In Turkije werd Shayesteh christen; nu woont hij in de Verenigde
Staten en Australië. ,,Ik wil mensen wakker schudden", zegt hij in het
interview. ,,Nee, er is geen geheim complot waarbij een handvol
moslimgeestelijken aan de touwtjes trekt. Het geheim is de geest van
de islam, die vol zit met verborgen waarden." Shayesteh wijst op een
land als Saudi-Arabië dat miljoenen dollars spendeert aan moskeeën in
West-Europa, maar waar grote onverdraagzaamheid heerst tegenover
andersdenkenden. Christenen mogen niet eens hun Bijbel meenemen als ze
naar dat land reizen.
Een ander interview: in het dagblad Trouw van gisteren. De Marokkaanse
grootvader en kleinzoon Hashmi uit Amsterdam-Slotervaart kijken samen
naar de film Fitna. Kleinzoon Hicham ziet de film als een grap.

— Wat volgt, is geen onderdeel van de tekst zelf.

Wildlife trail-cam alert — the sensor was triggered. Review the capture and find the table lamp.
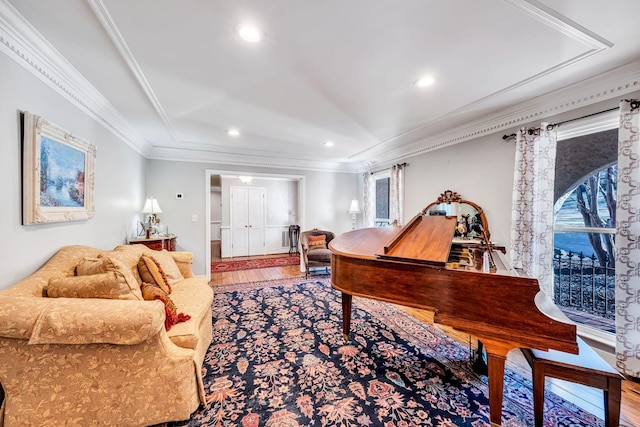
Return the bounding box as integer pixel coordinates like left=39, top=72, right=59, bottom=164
left=348, top=199, right=361, bottom=230
left=142, top=197, right=162, bottom=236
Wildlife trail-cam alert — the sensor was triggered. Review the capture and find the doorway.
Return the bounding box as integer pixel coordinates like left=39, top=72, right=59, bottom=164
left=204, top=170, right=306, bottom=282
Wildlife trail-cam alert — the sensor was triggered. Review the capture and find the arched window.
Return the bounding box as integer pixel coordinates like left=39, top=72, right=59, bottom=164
left=553, top=126, right=617, bottom=335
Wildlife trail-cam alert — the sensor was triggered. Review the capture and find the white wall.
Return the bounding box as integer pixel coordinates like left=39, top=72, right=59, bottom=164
left=404, top=133, right=516, bottom=251
left=401, top=93, right=640, bottom=255
left=210, top=190, right=221, bottom=240
left=149, top=94, right=632, bottom=277
left=304, top=170, right=358, bottom=232
left=5, top=39, right=635, bottom=286
left=0, top=54, right=146, bottom=288
left=147, top=161, right=358, bottom=275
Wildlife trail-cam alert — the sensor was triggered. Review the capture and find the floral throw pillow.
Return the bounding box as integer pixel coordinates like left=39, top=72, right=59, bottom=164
left=140, top=282, right=190, bottom=330
left=75, top=256, right=143, bottom=300
left=138, top=255, right=172, bottom=294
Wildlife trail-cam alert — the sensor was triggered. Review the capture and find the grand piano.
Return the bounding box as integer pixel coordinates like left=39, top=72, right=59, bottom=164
left=329, top=190, right=577, bottom=426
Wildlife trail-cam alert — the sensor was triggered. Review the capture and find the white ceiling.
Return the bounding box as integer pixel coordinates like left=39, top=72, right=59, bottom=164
left=3, top=0, right=640, bottom=171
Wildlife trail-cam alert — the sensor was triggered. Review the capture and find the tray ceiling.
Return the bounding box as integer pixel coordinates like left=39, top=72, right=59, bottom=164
left=2, top=0, right=640, bottom=171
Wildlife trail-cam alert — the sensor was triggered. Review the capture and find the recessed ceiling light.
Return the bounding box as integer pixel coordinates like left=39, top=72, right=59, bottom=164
left=414, top=75, right=435, bottom=88
left=324, top=141, right=334, bottom=147
left=228, top=128, right=240, bottom=137
left=237, top=24, right=262, bottom=43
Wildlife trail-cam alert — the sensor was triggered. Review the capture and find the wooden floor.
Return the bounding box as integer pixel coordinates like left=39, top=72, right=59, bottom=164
left=210, top=240, right=304, bottom=285
left=208, top=247, right=640, bottom=426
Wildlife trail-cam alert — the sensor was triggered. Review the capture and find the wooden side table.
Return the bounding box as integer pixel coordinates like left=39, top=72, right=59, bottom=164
left=288, top=225, right=300, bottom=255
left=129, top=235, right=177, bottom=251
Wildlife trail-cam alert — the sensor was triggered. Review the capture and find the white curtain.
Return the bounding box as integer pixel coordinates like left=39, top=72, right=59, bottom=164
left=615, top=99, right=640, bottom=378
left=389, top=164, right=405, bottom=226
left=363, top=172, right=375, bottom=228
left=510, top=123, right=557, bottom=296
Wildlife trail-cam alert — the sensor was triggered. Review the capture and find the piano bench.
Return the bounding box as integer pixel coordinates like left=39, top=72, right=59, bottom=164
left=522, top=337, right=624, bottom=427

Grootvader Habib is het daar niet mee eens. Bij het zien van de
gruwelijke beelden krijgt hij zelfs tranen in de ogen. 'Die
ontvoerders en terroristen zijn geen moslims. Dát zijn pas varkens!',
zegt hij.
Ik moest aan deze twee interviews denken bij de voorbereiding van dit
debat. Een uniek debat in de geschiedenis van onze parlementaire
democratie. We debatteren over de regeringsverklaring die volgde op
een internetfilmpje dat door één van onze Kamerleden is gemaakt.
In de periode voor de publicatie van Fitna heeft u mijn fractie niet
veel over dit filmproject gehoord. Het leek ons niet zinvol te
oordelen over iets dat alleen nog maar in suggestie en speculatie
bestond. Wel heb ik erop gewezen dat het recht op vrije meningsuiting
ook de plicht met zich meebrengt, daar verantwoord mee om te gaan.
Parlementair viel er al die maanden niet te debatteren over de
fantoomfilm Fitna. Maar het is goed dat het kabinet intussen wél,
voorafgaand aan de publicatie, zijn bestuurlijke verantwoordelijkheid
nam. Kan de MP ook aangeven hoe het kabinet de situatie nu, na
uitzending van de film taxeert? Ook als het gaat om de internationale
contacten die er in de afgelopen dagen zijn geweest?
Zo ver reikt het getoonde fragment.